Underpinned by an overview of efforts to protect and improve seed systems, and written by agricultural biodiversity researchers Emile Frison and Toby Hodgkin, the report will include commentaries from a diverse range of experts, including organic farmers, community activists, business representatives, researchers, and scientists. Each contribution provides a valuable perspective on the state of agricultural biodiversity, the inherent value of seeds and agrobiodiversity, the threats to these systems, and how funders and advocates can strengthen the diversity and resilience of community-based seed systems.

The value of resilient and diverse seed systems goes far beyond any economic measure. Community-based seed systems are connected to diverse cultural and culinary traditions, health and well-being, resilient agroecological landscapes, and sustainable local economies.
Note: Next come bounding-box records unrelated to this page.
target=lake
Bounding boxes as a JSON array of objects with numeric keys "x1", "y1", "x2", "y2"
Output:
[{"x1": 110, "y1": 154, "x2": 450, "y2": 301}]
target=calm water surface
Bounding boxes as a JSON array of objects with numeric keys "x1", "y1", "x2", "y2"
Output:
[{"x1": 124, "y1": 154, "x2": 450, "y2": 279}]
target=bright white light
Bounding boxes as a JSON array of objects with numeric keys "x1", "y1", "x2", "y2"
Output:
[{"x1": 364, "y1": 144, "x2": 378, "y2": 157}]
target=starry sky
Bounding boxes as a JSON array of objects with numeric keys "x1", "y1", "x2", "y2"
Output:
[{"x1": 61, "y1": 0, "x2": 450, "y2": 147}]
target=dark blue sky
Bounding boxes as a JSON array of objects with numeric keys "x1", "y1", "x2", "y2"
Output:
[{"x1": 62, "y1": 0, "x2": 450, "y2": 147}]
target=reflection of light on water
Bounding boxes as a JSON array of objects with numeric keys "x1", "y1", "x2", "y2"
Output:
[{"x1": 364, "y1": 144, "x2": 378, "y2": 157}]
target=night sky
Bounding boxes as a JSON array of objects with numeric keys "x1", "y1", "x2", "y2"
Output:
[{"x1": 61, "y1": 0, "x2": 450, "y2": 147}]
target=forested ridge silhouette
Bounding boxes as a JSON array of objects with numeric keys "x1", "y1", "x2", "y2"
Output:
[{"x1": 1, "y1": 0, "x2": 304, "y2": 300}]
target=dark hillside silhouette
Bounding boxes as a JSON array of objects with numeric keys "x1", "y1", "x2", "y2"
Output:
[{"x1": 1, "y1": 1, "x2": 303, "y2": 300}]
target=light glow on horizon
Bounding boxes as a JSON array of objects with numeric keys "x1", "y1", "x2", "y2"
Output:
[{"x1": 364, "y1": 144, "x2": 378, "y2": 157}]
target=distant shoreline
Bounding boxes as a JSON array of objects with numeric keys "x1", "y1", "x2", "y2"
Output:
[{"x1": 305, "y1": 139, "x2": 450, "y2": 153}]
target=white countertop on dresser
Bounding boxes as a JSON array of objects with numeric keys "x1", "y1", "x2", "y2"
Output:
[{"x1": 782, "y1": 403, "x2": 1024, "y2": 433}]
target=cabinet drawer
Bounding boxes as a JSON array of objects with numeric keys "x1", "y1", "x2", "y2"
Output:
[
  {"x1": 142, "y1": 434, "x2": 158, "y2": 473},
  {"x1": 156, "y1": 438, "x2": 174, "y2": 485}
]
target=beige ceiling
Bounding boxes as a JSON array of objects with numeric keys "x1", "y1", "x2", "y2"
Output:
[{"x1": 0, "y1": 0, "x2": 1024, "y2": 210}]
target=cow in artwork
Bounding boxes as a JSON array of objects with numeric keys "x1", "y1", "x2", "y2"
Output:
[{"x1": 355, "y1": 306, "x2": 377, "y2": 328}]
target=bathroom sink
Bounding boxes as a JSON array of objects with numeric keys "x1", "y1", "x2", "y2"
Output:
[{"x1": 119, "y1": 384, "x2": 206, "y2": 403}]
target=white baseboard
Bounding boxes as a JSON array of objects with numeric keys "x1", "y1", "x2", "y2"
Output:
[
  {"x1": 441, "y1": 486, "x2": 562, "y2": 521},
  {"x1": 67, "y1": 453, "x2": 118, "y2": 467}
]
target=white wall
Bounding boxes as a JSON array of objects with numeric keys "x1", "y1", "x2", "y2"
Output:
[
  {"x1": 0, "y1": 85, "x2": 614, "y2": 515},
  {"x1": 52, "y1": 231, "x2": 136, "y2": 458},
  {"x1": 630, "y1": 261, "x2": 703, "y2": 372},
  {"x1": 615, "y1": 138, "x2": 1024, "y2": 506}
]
The compendium will highlight:

  • Threats to, and factors affecting, the preservation and maintenance of seed biodiversity;
  • What is needed to protect and enhance community-based seed systems;
  • The social institutions and socio-economic factors that are supporting seed biodiversity;
  • Good policy practice on, and barriers to, seed biodiversity embedded in legislation at international, national and regional levels; and,
  • Key actors in agrobiodiversity, funding gaps, and recommendations for strengthening community-based efforts.